Absolutely. Practically every performer is terrified of making “mistakes” to the point that spontaneity in music making in the classical music and opera realms, which naturally includes singing, has been lost. No one knows how to use rubato let alone properly (for it better be done properly lest it turns vulgar) which is so crucial to bring music to life. To summarize, straitjacketing is the order of the day and I don’t think there is a turning back. A lost art.


----------



## ColdGenius (9 mo ago)

Becca said:


> ^^ No need. For those interested, here is a semi-reasonable video of it...


Her resemblance with a teenager is frightening.


----------



## Becca (Feb 5, 2015)

ColdGenius said:


> Her resemblance with a teenager is frightening.


How many mezzos who have sung Cherubino have gone on to successfully sing Salome and even go fully naked on stage during the dance which I saw at Covent Garden?


----------



## ColdGenius (9 mo ago)

Becca said:


> How many mezzos who have sung Cherubino have gone on to successfully sing Salome and even go fully naked on stage during the dance which I saw at Covent Garden?


I can't remember any mezzo, except her, who sang Salome. As for nudity, there was Catherine Malfitano, also one of a few who could dance.


----------



## Seattleoperafan (Mar 24, 2013)

ColdGenius said:


> I can't remember any mezzo, except her, who sang Salome. As for nudity, there was Catherine Malfitano, also one of a few who could dance.


Bumbry but she was a hybrid Mezzo/ Soprano.


----------



## Woodduck (Mar 17, 2014)

Becca said:


> How many mezzos who have sung Cherubino have gone on to successfully sing Salome and even go fully naked on stage during the dance which I saw at Covent Garden?
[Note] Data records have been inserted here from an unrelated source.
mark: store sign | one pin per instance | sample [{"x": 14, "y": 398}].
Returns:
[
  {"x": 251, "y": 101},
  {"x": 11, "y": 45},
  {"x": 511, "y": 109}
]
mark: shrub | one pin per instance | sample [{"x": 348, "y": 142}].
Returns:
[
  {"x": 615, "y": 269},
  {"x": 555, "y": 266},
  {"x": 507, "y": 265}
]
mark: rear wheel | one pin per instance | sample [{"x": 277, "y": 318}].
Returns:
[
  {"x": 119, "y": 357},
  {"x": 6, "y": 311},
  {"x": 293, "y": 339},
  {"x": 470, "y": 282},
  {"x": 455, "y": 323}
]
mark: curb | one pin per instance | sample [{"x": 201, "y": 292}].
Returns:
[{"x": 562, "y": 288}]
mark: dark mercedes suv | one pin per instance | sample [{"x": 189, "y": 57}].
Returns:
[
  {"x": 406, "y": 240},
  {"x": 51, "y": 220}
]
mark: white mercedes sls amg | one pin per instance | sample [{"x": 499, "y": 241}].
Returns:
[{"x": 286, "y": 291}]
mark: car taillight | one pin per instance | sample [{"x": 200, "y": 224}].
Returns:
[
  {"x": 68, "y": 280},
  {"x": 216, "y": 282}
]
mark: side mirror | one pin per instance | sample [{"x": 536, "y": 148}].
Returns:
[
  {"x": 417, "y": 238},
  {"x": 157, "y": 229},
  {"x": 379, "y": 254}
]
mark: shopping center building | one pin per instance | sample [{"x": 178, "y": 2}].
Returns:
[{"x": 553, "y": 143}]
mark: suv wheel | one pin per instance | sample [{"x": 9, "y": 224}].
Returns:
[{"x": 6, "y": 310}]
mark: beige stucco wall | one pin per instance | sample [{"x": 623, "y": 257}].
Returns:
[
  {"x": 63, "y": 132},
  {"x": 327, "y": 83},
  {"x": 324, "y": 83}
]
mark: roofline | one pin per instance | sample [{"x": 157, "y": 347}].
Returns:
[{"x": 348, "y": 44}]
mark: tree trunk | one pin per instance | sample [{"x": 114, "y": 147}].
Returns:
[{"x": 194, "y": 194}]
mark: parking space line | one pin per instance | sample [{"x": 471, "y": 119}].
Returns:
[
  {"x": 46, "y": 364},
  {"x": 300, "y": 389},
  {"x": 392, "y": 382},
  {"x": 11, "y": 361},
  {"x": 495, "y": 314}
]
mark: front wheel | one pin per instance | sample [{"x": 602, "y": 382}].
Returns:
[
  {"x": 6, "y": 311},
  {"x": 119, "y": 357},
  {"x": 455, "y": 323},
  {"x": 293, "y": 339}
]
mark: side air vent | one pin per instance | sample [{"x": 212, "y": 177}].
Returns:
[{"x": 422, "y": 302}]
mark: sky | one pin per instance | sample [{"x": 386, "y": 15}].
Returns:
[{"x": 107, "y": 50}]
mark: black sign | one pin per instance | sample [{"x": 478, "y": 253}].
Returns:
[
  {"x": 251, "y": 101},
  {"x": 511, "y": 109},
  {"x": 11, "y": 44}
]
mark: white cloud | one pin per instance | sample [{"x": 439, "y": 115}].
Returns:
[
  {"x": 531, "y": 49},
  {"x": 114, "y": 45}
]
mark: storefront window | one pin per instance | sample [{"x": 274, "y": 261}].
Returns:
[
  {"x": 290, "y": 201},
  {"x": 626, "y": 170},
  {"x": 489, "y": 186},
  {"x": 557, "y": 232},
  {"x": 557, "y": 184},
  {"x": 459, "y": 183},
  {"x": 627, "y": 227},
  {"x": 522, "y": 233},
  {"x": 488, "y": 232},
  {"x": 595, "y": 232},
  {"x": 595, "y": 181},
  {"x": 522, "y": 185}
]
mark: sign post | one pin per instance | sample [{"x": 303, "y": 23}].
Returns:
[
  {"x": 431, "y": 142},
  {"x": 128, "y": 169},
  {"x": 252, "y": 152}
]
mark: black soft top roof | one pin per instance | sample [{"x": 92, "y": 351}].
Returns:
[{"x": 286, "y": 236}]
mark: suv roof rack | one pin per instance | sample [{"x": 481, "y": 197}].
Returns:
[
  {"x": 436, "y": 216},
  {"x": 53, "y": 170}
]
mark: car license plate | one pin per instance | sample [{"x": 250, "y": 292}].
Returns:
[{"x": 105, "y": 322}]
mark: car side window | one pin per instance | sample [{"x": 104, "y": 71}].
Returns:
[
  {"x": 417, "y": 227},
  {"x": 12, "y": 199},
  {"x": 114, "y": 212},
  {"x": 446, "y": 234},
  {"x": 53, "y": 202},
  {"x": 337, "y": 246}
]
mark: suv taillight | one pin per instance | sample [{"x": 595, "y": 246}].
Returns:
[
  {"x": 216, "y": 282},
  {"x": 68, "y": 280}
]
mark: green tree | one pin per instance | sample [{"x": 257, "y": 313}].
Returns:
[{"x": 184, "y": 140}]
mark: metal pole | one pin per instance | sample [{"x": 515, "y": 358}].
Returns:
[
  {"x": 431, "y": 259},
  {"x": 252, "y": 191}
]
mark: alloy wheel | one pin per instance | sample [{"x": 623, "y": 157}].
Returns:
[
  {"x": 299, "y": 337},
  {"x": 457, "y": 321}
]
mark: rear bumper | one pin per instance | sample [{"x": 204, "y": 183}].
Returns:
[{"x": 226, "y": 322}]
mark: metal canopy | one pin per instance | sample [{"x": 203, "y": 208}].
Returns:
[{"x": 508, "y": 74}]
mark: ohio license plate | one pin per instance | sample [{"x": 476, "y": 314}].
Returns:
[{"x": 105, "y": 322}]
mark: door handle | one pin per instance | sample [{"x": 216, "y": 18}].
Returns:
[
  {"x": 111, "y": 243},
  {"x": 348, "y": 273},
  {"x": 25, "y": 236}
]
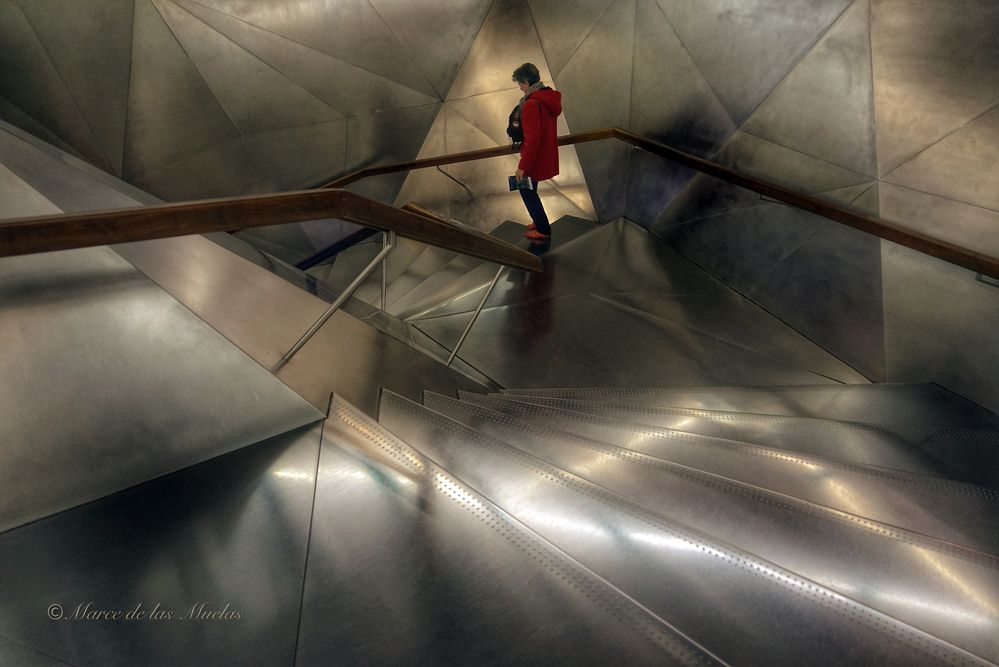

I believe it has only happened once before. Figaro thought he was sending Cherubino off to a reputable military academy that would make a man of him, never suspecting that the strangely androgynous youth was a _mezzosexual _who was soon to go AWOL and run off to Vienna, where he would call himself "Quinquin," win the favor of a middle-aged aristocratic lady by telling her she didn't look a day over twenty-three, seduce a debutante with fake flowers doused with cheap perfume, and end up in London stripping for the Royal Family.


----------